During this visit to London, Sir Walter appears to have been consulted by several persons in authority as to the project of a Society of Literature, for which the King's patronage had been solicited, and which was established soon afterwards — though on a scale less extensive than had been proposed at the

outset. He expressed his views on this subject in writing at considerable length to his friend the Hon. John Villiers (afterwards Earl of Clarendon ;*) but of that letter, described to me as a most admirable one, I have as yet failed to recover a copy. I have little doubt, that both the letter in question, and the following, addressed, soon after his arrival at Abbotsford, to the then Secretary of State for the Home Department, were placed in the hands of the King; but it seems probable, that whatever his Majesty may have thought of Scott's representations, he considered himself as already, in some measure, pledged to countenance the projected academy.

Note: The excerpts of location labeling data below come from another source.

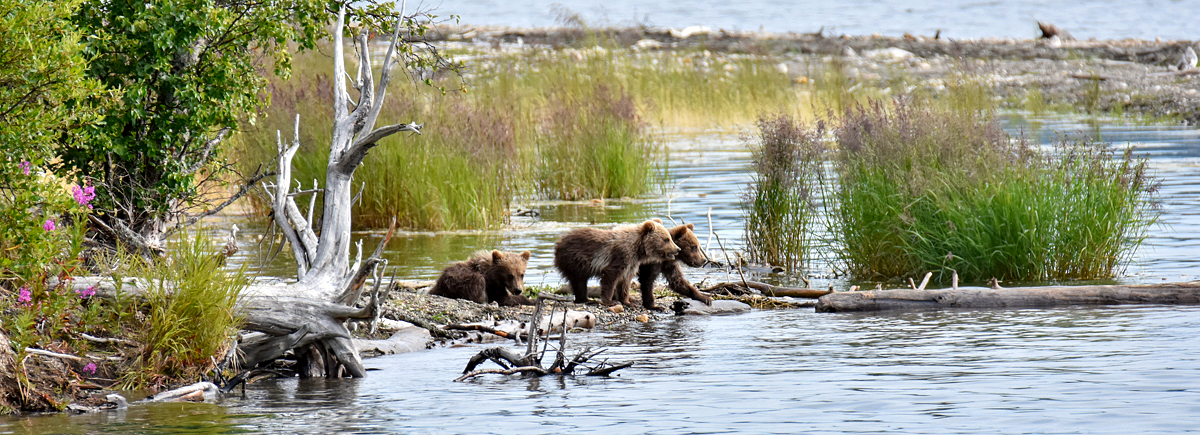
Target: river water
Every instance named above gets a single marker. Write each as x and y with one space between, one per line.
1073 370
1169 19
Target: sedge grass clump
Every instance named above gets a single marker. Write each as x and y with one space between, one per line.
185 317
779 203
460 173
937 191
595 147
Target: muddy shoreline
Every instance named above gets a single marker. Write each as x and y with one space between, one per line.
1111 77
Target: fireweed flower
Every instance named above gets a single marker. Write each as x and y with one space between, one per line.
83 195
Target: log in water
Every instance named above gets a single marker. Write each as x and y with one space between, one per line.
1177 293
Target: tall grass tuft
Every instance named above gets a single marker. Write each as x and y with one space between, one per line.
186 316
779 204
924 190
594 146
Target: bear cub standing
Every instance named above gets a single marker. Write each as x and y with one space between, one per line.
486 276
689 254
613 255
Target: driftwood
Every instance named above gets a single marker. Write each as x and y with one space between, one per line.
766 290
1182 293
529 362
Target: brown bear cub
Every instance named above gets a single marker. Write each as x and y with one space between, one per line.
486 276
612 255
689 254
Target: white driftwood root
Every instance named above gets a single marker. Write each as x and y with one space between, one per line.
307 317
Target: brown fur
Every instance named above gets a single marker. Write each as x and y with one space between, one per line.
612 255
486 276
689 254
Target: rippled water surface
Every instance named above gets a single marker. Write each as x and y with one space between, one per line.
1006 371
1171 19
1115 370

To the Right Hon. the Lord Viscount Sidmouth,

&c. &c. &c., Whitehall.

“ Abbotsford, April 20, 1821. “ My Dear Lord,

“ Owing to my retreat to this place, I was only honoured with your Lordship’s letter yesterday. Whatever use can be made of my letter to stop the very ill contrived project to which it relates, will answer the purpose for which it was written. I do not well remember the terms in which my remonstrance to Mr Villiers was couched, for it was positively written betwixt sleeping and waking ; but your Lordship will best judge how far the contents

* The third Earl (of the Villierscs) died in 1838.